Subspecies of orchid

Caladenia nana subsp. nana, commonly known as the little pink fan orchid, is a plant in the orchid family Orchidaceae and is endemic to the south-west of Western Australia. It is a relatively small orchid with a single hairy leaf and up to three pink flowers with short, spreading, fan-like sepals and petals and which often grows in dense clumps.

==Description==
Caladenia nana subsp. nana is a terrestrial, perennial, deciduous, herb with an underground tuber and which often grows in dense clumps of up to twenty plants. It has a single erect, hairy leaf, 50-90 mm long and 3-10 mm wide. Up to three pale to deep pink, rarely white, flowers 10-30 mm long and wide are borne on a spike 50-150 mm tall. The dorsal sepal is curved forward over the column and the lateral sepals and petals are short, spreading and fan-like, with the lateral sepals joined at their bases. The labellum is narrow with short, blunt teeth on its sides and two rows of calli along its centre. Flowering occurs from late September to October.

==Taxonomy and naming==
Caladenia nana was first formally described in 1846 by Stephan Endlicher from a specimen collected near Wilson Inlet, and the description was published in Lehmann's Plantae Preissianae. In 2001, Stephen Hopper and Andrew Brown reduced Caladenia unita to a subspecies of Caladenia nana and therefore this orchid to subspecies nana. The specific epithet (nana) is a Latin word meaning "dwarflike".

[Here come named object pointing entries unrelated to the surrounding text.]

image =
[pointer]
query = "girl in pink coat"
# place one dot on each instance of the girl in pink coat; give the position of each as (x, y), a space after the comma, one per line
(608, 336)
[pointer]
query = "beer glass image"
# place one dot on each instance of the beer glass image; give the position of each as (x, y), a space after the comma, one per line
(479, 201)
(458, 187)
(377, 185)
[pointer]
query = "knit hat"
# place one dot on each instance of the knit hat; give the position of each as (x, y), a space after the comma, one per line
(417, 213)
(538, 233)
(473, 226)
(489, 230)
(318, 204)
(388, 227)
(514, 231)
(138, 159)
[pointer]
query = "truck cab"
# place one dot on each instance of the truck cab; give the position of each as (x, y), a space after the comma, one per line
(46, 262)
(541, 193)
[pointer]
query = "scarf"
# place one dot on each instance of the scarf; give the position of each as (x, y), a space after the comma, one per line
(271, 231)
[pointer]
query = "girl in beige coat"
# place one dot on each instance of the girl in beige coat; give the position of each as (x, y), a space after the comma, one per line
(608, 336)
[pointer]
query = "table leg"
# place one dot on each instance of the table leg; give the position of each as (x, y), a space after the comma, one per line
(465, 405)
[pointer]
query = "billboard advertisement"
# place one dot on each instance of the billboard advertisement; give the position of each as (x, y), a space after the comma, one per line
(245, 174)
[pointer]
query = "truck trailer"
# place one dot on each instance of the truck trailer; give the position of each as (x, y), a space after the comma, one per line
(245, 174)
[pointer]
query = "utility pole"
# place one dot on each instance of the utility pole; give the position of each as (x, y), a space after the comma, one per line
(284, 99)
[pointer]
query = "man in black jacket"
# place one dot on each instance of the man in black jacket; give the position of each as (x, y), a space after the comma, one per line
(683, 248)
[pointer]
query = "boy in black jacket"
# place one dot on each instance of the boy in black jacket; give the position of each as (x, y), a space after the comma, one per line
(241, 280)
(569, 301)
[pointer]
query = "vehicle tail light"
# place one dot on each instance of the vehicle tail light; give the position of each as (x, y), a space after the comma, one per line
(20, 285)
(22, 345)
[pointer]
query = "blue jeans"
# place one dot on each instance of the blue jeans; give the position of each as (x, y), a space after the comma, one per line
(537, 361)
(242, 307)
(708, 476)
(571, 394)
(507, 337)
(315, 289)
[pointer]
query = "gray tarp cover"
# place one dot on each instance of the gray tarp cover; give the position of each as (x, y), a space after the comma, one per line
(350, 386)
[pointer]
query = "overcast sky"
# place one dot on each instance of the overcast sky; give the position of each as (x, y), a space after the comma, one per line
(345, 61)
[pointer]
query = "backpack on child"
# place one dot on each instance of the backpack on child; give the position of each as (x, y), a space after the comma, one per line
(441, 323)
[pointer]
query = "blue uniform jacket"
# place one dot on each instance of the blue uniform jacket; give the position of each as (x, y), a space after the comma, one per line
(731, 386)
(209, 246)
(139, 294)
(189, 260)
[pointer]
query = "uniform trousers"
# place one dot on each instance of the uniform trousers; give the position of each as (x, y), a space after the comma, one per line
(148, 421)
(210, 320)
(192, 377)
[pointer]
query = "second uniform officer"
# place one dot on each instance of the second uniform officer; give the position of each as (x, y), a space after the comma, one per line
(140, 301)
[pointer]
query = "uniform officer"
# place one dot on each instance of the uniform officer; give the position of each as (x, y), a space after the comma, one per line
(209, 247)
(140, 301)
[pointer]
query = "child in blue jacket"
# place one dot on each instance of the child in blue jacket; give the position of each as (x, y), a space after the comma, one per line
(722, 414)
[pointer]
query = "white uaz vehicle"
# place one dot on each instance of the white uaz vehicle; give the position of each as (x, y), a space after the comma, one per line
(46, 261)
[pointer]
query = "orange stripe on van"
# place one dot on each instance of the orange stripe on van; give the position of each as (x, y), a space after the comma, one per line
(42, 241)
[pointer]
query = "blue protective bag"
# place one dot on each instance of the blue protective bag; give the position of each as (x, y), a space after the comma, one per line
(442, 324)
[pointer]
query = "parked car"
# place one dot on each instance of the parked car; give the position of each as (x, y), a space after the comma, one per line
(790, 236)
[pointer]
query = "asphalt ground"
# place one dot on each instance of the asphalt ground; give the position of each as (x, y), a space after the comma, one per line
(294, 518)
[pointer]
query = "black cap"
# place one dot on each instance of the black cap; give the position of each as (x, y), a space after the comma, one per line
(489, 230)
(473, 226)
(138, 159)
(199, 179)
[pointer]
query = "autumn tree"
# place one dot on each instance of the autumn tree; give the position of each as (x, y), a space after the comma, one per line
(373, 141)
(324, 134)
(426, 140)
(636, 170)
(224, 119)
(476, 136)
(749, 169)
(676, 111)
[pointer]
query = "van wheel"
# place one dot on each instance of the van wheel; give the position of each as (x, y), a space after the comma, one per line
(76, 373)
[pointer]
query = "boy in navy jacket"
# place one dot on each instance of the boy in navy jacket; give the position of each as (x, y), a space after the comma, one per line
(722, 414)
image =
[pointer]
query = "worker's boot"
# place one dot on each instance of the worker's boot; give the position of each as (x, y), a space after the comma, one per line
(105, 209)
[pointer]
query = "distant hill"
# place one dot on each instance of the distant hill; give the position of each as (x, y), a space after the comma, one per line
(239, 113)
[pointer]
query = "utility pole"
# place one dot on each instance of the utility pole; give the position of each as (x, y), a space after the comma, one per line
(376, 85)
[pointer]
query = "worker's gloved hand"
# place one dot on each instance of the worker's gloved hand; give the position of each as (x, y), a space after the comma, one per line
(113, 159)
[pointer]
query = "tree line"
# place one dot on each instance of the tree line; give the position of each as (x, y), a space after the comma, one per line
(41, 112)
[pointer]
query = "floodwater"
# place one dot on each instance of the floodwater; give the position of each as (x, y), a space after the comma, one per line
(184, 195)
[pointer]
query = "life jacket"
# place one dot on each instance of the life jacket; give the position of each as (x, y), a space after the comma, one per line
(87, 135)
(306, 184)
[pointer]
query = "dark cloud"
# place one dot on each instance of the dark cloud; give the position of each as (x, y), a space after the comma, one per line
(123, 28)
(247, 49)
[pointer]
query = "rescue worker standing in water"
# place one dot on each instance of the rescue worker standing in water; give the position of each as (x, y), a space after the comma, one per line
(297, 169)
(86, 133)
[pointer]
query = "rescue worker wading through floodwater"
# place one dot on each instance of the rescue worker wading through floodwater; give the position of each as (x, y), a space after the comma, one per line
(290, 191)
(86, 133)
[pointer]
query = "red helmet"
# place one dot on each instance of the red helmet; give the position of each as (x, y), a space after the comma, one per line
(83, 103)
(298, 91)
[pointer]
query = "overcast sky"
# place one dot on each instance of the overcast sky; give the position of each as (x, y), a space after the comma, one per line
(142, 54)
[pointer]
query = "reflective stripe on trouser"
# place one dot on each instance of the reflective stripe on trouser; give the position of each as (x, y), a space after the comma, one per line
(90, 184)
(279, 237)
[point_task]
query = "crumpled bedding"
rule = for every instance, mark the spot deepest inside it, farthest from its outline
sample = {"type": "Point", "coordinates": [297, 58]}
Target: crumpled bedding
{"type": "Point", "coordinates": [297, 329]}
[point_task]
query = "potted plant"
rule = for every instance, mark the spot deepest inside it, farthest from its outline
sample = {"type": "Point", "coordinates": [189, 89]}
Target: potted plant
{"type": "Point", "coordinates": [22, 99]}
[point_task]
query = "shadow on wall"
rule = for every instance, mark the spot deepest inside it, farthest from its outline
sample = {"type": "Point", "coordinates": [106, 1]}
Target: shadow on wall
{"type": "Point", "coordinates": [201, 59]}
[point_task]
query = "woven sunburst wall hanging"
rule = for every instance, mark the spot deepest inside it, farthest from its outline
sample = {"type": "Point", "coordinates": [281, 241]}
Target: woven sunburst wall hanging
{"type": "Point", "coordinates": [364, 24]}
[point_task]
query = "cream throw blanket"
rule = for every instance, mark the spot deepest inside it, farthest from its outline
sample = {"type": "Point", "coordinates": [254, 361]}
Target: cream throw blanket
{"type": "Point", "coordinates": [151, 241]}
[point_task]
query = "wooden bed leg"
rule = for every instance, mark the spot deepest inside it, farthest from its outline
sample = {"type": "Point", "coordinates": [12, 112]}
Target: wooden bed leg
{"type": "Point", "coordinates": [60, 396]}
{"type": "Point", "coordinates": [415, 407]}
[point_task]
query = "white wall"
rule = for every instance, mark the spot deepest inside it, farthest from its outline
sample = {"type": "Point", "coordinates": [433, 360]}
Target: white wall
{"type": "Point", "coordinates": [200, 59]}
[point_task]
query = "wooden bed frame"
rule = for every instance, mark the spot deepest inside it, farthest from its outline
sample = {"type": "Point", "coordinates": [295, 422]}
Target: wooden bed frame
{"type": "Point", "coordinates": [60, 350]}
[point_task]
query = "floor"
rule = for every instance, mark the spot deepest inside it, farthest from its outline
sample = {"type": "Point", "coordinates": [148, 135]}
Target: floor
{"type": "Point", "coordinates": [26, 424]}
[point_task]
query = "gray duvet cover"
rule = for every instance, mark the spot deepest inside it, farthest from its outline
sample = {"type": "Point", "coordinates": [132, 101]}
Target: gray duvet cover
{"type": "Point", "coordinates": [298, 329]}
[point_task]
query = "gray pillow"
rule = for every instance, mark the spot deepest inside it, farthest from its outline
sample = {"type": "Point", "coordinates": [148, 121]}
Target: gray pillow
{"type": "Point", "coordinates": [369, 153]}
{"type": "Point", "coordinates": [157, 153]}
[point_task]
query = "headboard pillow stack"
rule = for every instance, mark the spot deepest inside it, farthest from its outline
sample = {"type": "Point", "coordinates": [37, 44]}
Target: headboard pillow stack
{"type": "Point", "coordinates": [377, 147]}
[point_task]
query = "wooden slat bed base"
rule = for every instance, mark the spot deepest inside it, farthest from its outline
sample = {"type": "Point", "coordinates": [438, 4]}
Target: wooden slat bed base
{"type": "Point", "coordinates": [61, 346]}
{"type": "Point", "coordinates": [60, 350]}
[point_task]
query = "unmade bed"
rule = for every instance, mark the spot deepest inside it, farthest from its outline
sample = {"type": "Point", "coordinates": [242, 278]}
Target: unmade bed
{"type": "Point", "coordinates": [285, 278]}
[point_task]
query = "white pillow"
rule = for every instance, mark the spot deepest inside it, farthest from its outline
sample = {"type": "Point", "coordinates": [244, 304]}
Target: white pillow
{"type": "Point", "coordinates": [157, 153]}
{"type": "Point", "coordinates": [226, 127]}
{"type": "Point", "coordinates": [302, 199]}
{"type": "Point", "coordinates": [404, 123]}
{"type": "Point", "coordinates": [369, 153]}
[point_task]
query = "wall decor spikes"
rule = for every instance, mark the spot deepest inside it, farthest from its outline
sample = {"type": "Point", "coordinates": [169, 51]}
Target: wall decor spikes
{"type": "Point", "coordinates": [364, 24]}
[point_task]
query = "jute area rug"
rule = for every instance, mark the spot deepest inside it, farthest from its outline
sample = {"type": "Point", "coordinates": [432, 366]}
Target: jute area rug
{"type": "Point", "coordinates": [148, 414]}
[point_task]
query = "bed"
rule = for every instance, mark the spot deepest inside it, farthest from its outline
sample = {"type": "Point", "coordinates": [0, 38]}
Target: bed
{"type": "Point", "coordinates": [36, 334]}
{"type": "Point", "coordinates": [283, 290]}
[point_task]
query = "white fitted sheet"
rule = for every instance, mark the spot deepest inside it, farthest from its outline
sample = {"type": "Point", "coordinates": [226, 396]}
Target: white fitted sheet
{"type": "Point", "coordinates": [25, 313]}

==Distribution and habitat==
The little pink fan orchid is found between Perth and Bremer Bay in the Avon Wheatbelt, Esperance Plains, Jarrah Forest, Swan Coastal Plain and Warren biogeographic regions growing in forest and woodland where it rarely flowers unless subject to bushfire in the previous summer.

==Conservation==
Caladenia nana subsp. nana is classified as "not threatened" by the Western Australian Government Department of Biodiversity, Conservation and Attractions.